Dear President Obama, two or three things about Canada…

February 19th, 2009 Comments Off

Mr Obama, a couple things you need to know about Canada.

You are a person of colour, not color. 

Do yourself a favour and don’t ask about Canadian bacon. No one eats it. 

You can have a donut however. Tim Horton played for the Toronto Maple Leafs. They haven’t won a Stanley Cup since before I was born. I gave up on them durning the reign of Captain Video. 

We are America’s feisty little brother. You’re all grown up and like to ignore us, but we really just want and need your approval. Otherwise, why would Toronto continue to harp that it is a “world class city”? It just wants to be New York for some reason.

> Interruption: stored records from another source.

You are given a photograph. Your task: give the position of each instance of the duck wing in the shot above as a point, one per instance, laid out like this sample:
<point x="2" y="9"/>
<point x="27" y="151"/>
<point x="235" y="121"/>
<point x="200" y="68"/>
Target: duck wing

America wants heroes. Heroes heroes heroes. Canada has anti-heroes. Losers, goofballs, misfits. I know, it makes no sense. We’re screwed up. Blame it on the weather.

The American myth is east-west. The Canadian myth is north-south. Americans escape from the self and head west to purify themselves through violence.  Canadians go north and retreat into themselves and dissolve like the snow falling on cedars while ice fishing and getting drunk on beer. It is more the cycle of seasons, nothing changes. Barfly was a Canadian movie.

Canadian beer is not stronger than American beer. We just measure alcohol by mass and you by volume. Or the other way around. Hic…

That bit in the Michael Moore film about how Canadians don’t lock their doors in the city was bunk.

We have inherited a good deal of British snobbery. Your aloofness will play well here. Canadians despise their leaders.

You are like one of our most controversial prime ministers, Pierre Trudeau. Loved and hated equally, he was young, slim, sexy. His wife palled around with Jagger, Warhol, probably a few terrorists. You would seem downright folksy next to his famous insouciance.

Don’t talk to us about change. We have too much of it with loonies and toonies in our pockets.

The english french thing. Qu’est ce que c’est? It was our civil war, except that there was no emancipation principle involved, just two colonial powers engaged in a pissing contest. 

Americans have Life, Liberty and the pursuit of Happiness. Canadians can look forward to Law, Order and Good Government. We are a nation of civil servants. Ouch.

Canadians don’t say eh? anymore. We say ‘hey? This has happened in the last 10 years or so to my ear. And we all sound like a Minnesota librarian. Or Sarah Palin. Dontcha know…

Wayne Gretzky never took steroids. 

Treat us with respect, and we will be your loyal friend. Canadians are nothing if not loyal.